As I write this, I realize it’s more about me than Gilad. Hah – Gilad would have smirked at that! “Oh, Ima,” I can hear him say, “This should be about me.” Gilad would be right, but sadly, I have no news or updates to share. But I can leave you with a few sweet memories of our special boy. Hold onto these stories, and continue to remember Gilad Hillel ben Eliyahu Mordechai and Bracha Mirel.

From the time he was a baby, Gilad had an iconic smile. As a little boy he’d smile at everyone; as a teenager his smile wooed the girls and warmed new friends. Gilad was headstrong and passionate; sensitive and funny; caring yet sassy at times. When Gilad played guitar his stance was so cool and nonchalant, and his fingers flew effortlessly across the strings while the rest of his body didn’t flinch. 

Gilad moved past Target and Macys clothes, favoring Gap, J Crew, Abercrombie. I think we saw hints of that when he refused to wear the shoes I bought him as a toddler, preferring the more expensive pair, or the time getting dressed in the morning for school was an issue until I bought him new tops (only 2!) from Nordstrom.

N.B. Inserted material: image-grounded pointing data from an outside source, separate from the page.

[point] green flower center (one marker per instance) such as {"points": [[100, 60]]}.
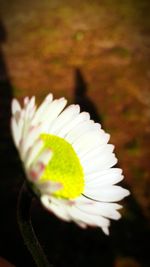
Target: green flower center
{"points": [[63, 167]]}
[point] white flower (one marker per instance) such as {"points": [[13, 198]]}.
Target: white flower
{"points": [[68, 160]]}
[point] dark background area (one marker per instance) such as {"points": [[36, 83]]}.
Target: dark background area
{"points": [[95, 53]]}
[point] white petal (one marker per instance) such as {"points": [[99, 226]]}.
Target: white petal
{"points": [[58, 209], [40, 111], [97, 152], [64, 118], [90, 141], [87, 218], [76, 122], [52, 113], [100, 164], [103, 209], [108, 194], [84, 128], [48, 187], [33, 153], [108, 177]]}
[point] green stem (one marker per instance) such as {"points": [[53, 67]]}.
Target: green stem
{"points": [[26, 229]]}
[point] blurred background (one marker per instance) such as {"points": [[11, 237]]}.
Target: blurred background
{"points": [[96, 54]]}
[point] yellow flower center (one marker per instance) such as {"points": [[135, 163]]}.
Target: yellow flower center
{"points": [[63, 167]]}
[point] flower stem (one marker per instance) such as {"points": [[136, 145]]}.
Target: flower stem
{"points": [[26, 229]]}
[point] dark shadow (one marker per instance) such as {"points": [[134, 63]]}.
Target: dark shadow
{"points": [[11, 245], [81, 97]]}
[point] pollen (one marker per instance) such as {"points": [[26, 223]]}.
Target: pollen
{"points": [[63, 167]]}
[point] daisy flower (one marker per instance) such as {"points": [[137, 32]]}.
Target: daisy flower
{"points": [[68, 161]]}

He did his best in school, and sometimes it seemed too easy for him. Gilad had a head for Gemara and Calculus and more, and it’s such a loss for the world that he was unable to contribute to any discipline or profession as an adult. Gilad wanted to live, to become an engineer or a philosopher; he hoped to fall in love and get married.

Gilad was warm and sweet and good and made us crazy and happy and life was real and good when he was part of it. He fought the fight well, he did complain, but really not much, and we all know that he should have survived and lived a long life, long enough to bury us. But that is not what happened, not what G-d wanted, and so here we are. 

I am not sure if it’s 4 years or 1460 or 1417 days, but it feels like a thousand days and a million miles since I’ve held him, breathed him, heard his voice in my ear, felt his spirit in my soul. Yehi zichro baruch.

 

Fall Semester

Spoiler Alert: Contains emotions which may cause heartache. Written August 19, 2014

Another semester begins for me at work, yet I am counting the days. Eight, then seven days to go until August 26 . My mind and heart alternately remember the days; if one is remiss, the other reminds with a flash and a bang.

Gilad – I remember too well your last days: no longer moving around the house, no longer eating meals with us; your mind along with your body transitioning to an unknown place, the inevitable last stop on life’s journey. We wished you would be able to begin your sophomore year at University of Maryland, and you were registered and ready to go, but we somehow knew it would never come to be. You understood it as well, and it was heartbreaking to watch your acceptance of the inevitable, to see the result of years’ battle with disease fade into reluctance and acquiescence.  But our hope remained, even until your last breath. Miracles can always happen while the heart still beats.

At the end of each summer, the point in time when you left us, I begin another semester anew, always thinking of you, forever taking you with me on an academic journey with other students. I guide them instead of you, I see their progress and graduation in place of yours. I observe their frustrations and successes as they make their way through a 4-year collegiate experience that you never had. Your picture is in my office, a locket with your smiling face is over my heart, and my passwords contain your name. I take you with me forever and always, a poor substitute for your own life, but it provides solace to me nonetheless,and helps me maintain the yin-yang balance of life which my grief therapists have encouraged me to find.

Another year begins, another year gone.